E allora, dato che sono un inguaribile ottimista, partiamo dal voto che per me è un bel dieci e lode. Vi dico solo che tra gli ideatori risalta il nome di Steven Soderbergh e che tra i protagonisti c’è Jeff Daniels che, dopo aver seguito “The Newsroom”, è balzato nella top ten dei miei attori americani preferiti. E sappiate che nessuno, in rete, vi racconterà le citazioni più evidenti (ovvero quello che un incompetente in ambito cinematografico come me è riuscito a malapena a recepire) presenti nelle ultime puntate.

La prima è a opera di Roy Goode, interpretato da Jack O’Connell, che racconta di aver trovato la tomba di suo padre morto più giovane dell’età che ha Roy al momento della scena. Come non ricordare il racconto di Paul Benjamin nel film “Smoke”, alias William Hurt, il cui protagonista si imbatte nel corpo intrappolato in perfette condizioni nei ghiacci del padre, scomparso quando il protagonista era ancora bambino, e riflette sul fatto di vedere sé riflesso nel genitore morto più giovane?
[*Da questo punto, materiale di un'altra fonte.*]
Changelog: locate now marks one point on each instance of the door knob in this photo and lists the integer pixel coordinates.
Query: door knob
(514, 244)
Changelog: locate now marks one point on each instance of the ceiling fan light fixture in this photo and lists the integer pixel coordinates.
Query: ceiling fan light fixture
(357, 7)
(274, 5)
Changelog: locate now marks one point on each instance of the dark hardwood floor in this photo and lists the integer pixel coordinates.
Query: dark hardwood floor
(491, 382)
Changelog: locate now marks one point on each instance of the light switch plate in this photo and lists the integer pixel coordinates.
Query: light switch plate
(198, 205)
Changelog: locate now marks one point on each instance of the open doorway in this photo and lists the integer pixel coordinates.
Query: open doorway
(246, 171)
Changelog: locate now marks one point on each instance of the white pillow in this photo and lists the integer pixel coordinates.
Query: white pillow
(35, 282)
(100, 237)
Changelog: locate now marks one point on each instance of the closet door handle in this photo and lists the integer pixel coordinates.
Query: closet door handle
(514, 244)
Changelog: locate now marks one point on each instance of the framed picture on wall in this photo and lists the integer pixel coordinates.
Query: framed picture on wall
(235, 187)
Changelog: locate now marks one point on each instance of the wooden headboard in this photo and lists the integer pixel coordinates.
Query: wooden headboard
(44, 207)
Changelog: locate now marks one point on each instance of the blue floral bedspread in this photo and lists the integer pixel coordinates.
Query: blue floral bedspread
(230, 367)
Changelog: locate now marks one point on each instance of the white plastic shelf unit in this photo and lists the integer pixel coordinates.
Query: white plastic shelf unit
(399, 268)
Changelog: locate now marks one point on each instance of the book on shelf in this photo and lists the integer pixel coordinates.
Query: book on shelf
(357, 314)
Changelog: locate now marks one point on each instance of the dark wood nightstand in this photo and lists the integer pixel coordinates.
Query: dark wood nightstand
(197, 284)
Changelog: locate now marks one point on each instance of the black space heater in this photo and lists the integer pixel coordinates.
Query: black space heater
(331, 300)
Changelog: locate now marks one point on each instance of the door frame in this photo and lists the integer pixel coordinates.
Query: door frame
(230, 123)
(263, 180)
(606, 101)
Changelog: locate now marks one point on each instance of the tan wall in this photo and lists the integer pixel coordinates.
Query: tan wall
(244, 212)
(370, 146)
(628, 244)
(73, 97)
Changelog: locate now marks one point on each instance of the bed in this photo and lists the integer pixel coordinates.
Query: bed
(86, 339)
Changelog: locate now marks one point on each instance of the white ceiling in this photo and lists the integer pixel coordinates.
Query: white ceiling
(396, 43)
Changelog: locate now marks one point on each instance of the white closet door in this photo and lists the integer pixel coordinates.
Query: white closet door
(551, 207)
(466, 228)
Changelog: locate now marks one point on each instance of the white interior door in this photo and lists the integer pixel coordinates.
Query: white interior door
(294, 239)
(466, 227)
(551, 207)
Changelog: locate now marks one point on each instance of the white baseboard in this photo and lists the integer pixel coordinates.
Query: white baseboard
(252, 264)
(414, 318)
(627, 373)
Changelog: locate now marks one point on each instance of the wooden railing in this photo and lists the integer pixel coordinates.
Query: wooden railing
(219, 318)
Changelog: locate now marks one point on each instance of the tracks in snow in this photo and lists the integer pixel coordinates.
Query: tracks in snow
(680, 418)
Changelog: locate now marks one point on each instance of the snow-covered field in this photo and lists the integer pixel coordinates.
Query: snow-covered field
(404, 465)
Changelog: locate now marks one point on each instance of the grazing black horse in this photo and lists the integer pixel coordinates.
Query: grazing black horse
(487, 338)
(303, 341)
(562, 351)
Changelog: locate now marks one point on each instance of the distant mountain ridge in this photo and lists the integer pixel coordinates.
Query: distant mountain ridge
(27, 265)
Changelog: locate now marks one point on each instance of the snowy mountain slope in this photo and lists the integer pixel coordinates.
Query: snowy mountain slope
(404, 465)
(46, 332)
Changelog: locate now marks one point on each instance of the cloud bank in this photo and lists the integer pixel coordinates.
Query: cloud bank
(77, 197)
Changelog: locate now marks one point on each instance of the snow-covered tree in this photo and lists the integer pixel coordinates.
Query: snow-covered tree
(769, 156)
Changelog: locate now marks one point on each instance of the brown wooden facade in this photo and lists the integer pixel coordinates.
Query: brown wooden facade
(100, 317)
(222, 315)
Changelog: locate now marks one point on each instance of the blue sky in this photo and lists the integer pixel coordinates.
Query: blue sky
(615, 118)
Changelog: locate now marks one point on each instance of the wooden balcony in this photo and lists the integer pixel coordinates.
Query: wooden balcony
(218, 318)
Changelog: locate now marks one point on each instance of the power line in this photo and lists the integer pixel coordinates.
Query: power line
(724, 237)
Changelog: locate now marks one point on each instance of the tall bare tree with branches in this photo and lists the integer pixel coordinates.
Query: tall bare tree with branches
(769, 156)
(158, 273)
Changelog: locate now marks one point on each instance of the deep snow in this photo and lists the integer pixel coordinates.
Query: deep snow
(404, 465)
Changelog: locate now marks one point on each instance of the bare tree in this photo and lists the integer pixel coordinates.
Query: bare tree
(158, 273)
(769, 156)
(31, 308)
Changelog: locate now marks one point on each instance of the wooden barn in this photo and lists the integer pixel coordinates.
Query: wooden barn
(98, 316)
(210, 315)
La seconda citazione riguarda “La ferrovia sotterranea”, la “rete informale di itinerari segreti e luoghi sicuri utilizzati dal XIX secolo dagli schiavi neri negli Stati Uniti per fuggire negli stati liberi e in Canada con l’aiuto degli abolizionisti che erano solidali con la loro causa” (ho fatto copiaincolla da Wikipedia Italia, grazie per essere tornato online). Non vi rivelo il momento per non rovinarvi la sorpresa, comunque se siete freschi di lettura dell’omonimo libro di Colson Whitehead vi andranno gli ormoni della cultura (ammesso che esistano) a mille.

Infine il finale, perdonate il gioco di parole, che tra la megasparatoria e il duello sembra proprio un tributo al cinema di Tarantino. Quindi niente, sbrigatevi a vedere “Godless” e a tornare qui per parlarne insieme.